5 October 2020

House report: U.S. intelligence agencies have failed to adapt to China threat

Zachary Basu

The House Intelligence Committee on Wednesday released a report finding that the U.S. intelligence community has failed to adapt to the growing threat from China, arguing that it will struggle to compete on the global stage for decades to come if it does not implement major changes.

The big picture: The 200-page report, based on thousands of analytic assessments and hundreds of hours of interviews with intelligence officers, determined that the intelligence community's focus on counterterrorism after 9/11 allowed China "to transform itself into a nation potentially capable of supplanting the United States as the leading power in the world."

Key findings:

The Western consensus that China would choose to liberalize as its economy developed was "deeply misplaced," the report concludes, with the belief that democratic systems were "globally inevitable" causing policymakers to be blind to the Chinese Communist Party's "overriding objective of retaining and growing its power."

The committee expects China's use of "digital authoritarianism" to surveil and indoctrinate its citizens to continue to be exported abroad — "potentially degrading longstanding international norms concerning the rights of the individual, and the very idea of liberal and free societies."

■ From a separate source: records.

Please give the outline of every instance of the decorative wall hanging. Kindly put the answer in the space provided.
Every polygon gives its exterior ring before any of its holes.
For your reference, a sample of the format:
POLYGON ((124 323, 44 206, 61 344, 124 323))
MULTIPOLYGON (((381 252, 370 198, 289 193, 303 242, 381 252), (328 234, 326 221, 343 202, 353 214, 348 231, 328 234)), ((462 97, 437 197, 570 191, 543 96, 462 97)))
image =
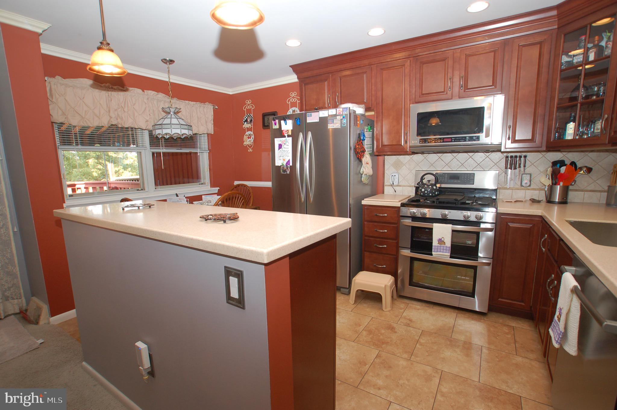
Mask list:
POLYGON ((296 113, 300 112, 300 109, 298 108, 298 104, 300 102, 300 97, 297 96, 297 93, 296 91, 292 91, 289 93, 289 97, 287 99, 287 103, 289 104, 289 110, 287 112, 288 114, 295 114, 296 113), (292 104, 294 104, 295 107, 292 107, 292 104))
POLYGON ((276 117, 278 112, 276 111, 270 111, 269 112, 264 112, 262 113, 262 128, 264 129, 268 129, 270 128, 270 121, 272 121, 273 117, 276 117))
POLYGON ((249 152, 253 152, 253 145, 255 144, 255 135, 253 134, 253 109, 255 105, 251 104, 251 100, 247 100, 246 104, 242 107, 244 110, 244 118, 242 120, 242 126, 247 129, 244 133, 244 146, 249 149, 249 152))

The CCP's efforts to suppress information and "warp the record" of its own actions in the early days of the COVID-19 outbreak provide important insights for understanding Beijing's "vast propaganda apparatus," and should have "profound effects on how the United States should track and evaluate events occurring within China."

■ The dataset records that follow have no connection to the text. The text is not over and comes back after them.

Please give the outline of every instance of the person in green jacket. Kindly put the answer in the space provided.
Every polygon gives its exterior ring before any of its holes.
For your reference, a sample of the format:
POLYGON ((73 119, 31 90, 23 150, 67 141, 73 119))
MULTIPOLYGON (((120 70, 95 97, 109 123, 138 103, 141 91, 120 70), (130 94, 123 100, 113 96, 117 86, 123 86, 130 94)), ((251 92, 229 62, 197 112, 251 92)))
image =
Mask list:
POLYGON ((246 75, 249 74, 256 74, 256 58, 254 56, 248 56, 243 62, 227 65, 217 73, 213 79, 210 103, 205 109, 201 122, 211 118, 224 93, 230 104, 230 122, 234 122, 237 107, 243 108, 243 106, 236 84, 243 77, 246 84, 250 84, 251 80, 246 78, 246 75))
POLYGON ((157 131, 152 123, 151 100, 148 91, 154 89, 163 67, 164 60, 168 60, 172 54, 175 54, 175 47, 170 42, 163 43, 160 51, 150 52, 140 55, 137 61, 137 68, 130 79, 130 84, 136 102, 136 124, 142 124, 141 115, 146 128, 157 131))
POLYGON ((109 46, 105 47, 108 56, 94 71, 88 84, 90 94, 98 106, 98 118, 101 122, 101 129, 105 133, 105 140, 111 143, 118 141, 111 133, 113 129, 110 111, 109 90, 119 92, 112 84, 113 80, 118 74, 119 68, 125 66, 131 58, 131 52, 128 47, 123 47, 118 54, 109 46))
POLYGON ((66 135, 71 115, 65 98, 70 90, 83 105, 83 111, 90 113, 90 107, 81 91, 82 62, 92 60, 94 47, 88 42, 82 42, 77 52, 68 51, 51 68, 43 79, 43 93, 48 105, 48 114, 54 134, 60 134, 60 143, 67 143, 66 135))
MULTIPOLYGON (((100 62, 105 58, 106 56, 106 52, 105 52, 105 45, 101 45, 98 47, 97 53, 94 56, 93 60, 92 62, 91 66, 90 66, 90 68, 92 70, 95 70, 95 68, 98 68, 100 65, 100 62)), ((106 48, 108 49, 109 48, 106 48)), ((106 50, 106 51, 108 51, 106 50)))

China's aggressive military expansion and dreams of becoming a "science and technology world superpower" could create "entirely new domains of conflict," extending the battlefield to "our political discourse, mobile devices, and the very infrastructure that modern digital communication and communities rely upon."

What they're saying: "The stakes are enormous. We must do everything possible to accurately predict and characterize Beijing’s intent, or we will continue to struggle to understand how and why the leadership of the CCP makes decisions, and fail to respond effectively," House Intelligence Chairman Adam Schiff (D-Calif.) said in a statement.